Everything is done through some (quite sophisticated) Makefiles.

## Project structure
 - Makefile - needs no explaination...
 - Makefile.config - included by Makefile and Makefile.test, defines variables,
   		     makes it easy to, e.g., change the compiler command
 - Makefile.util - also included by Makefile and Makefile.test - defines things,
   		   that didn't semantically fit into Makefile.config
 - design/ - Verilog sources, that will get synthesized for FPGA (+some other
   	     files like initial memory contents)
 - models/ - Verilog modules used in testing
 - tests/ - benches, each in its own subdirectory, with a Makefile including
   	    Makefile.test
 - tclasm.tcl - implementation of simple assembly in terms of tcl commands
 - include/ - Verilog header files for inclusion
 - tools/ - small C programs
 - COPYING - 0BSD license
 - README.txt - You're reading it

## Project status
I'm a huge bit delayed with the work (should have had a working prototype in
June...), but I'm working on it.

I had a previous approach to the problem in July. Work was going extremely
slowly and I felt, that my code was really bad. This is also because I haven't
had any serious hardware design experience before. Now, I started anew. My
current approach is less CISCy.
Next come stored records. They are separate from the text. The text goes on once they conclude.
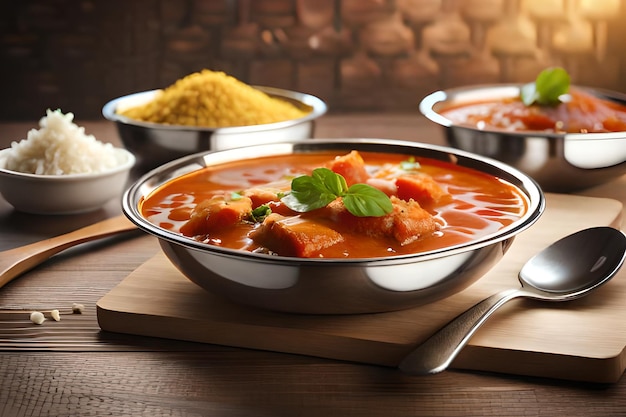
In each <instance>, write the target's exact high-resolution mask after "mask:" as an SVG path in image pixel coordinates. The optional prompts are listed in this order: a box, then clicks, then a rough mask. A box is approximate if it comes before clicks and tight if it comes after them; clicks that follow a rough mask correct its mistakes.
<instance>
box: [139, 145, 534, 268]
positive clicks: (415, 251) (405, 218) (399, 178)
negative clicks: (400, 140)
mask: <svg viewBox="0 0 626 417" xmlns="http://www.w3.org/2000/svg"><path fill="white" fill-rule="evenodd" d="M140 209H141V212H142V214H143V216H145V217H146V218H147V219H148V220H149V221H150V222H152V223H154V224H155V225H157V226H159V227H162V228H165V229H169V230H172V231H175V232H177V233H181V234H183V235H185V236H188V237H189V238H191V239H195V240H197V241H200V242H205V243H207V244H209V245H216V246H221V247H227V248H231V249H239V250H246V251H252V252H261V253H269V254H276V255H282V256H295V257H306V258H372V257H387V256H394V255H404V254H412V253H419V252H425V251H430V250H436V249H441V248H445V247H449V246H453V245H456V244H461V243H465V242H469V241H472V240H476V239H479V238H481V237H484V236H486V235H489V234H492V233H494V232H496V231H498V230H500V229H502V228H503V227H506V226H507V225H510V224H511V223H513V222H515V221H516V220H518V219H519V218H520V217H522V216H523V215H524V214H525V213H526V211H527V209H528V204H527V199H526V197H525V195H524V194H523V193H522V192H521V191H520V190H518V189H517V188H516V187H514V186H513V185H511V184H509V183H507V182H504V181H502V180H501V179H499V178H496V177H494V176H491V175H488V174H485V173H481V172H478V171H475V170H471V169H468V168H464V167H460V166H458V165H455V164H452V163H448V162H443V161H438V160H433V159H428V158H420V157H413V156H410V155H399V154H386V153H370V152H357V151H352V152H349V153H347V154H342V155H337V154H334V153H331V152H328V151H327V152H314V153H296V154H291V155H279V156H271V157H261V158H257V159H254V160H244V161H236V162H229V163H224V164H221V165H215V166H209V167H206V168H203V169H201V170H198V171H195V172H192V173H189V174H186V175H183V176H181V177H179V178H176V179H173V180H170V181H169V182H167V183H165V184H163V185H162V186H160V187H159V188H157V189H156V190H154V191H153V192H152V193H151V194H150V195H149V196H147V197H146V198H145V199H144V200H143V201H142V202H141V205H140Z"/></svg>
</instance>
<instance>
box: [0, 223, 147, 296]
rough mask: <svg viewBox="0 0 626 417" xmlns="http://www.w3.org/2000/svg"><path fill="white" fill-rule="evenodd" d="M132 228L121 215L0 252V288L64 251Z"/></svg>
mask: <svg viewBox="0 0 626 417" xmlns="http://www.w3.org/2000/svg"><path fill="white" fill-rule="evenodd" d="M136 228H137V227H136V226H135V225H134V224H133V223H131V222H130V220H128V219H127V218H126V217H125V216H124V215H119V216H116V217H112V218H109V219H106V220H103V221H100V222H97V223H94V224H92V225H89V226H85V227H83V228H81V229H78V230H75V231H73V232H69V233H66V234H63V235H60V236H56V237H53V238H50V239H46V240H42V241H39V242H35V243H31V244H29V245H25V246H20V247H18V248H15V249H10V250H7V251H4V252H0V288H2V287H3V286H4V285H5V284H7V283H8V282H10V281H11V280H13V279H15V278H17V277H18V276H20V275H21V274H23V273H24V272H26V271H28V270H30V269H32V268H34V267H35V266H37V265H39V264H40V263H42V262H44V261H45V260H47V259H48V258H50V257H51V256H53V255H55V254H57V253H59V252H61V251H63V250H65V249H68V248H70V247H72V246H76V245H78V244H80V243H85V242H88V241H91V240H96V239H100V238H104V237H107V236H111V235H114V234H117V233H121V232H125V231H130V230H135V229H136Z"/></svg>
I'm also doing everything in the simulator,
with test benches for every module and plans to get it to run on the FPGA once
the design is able to display something through VGA. That's different from my
previous approach, where I was trying to make something run on the board and
then write tests for it. I'm now determined to use Wishbone, because I believe
it helps me keep the design clean.

My stack machine is currently able to do some operations like memory accesses,
addition and unsigned division, jumps, but it's not yet ready to have most of
Wasm translated to it. At the beginning of September I changed the design and
instruction format and rewrote the stack machine. The current one can be
considered my third approach :p

### Thoughts
It's indeed an interesting project, but from practical point of view - it's
still going to be more efficient to JIT-compile Wasm on a register-based
architecture... Perhaps it'd be more useful to optimize an exisiting processor
(OpenRISC, OpenSPARC, RiscV) for that?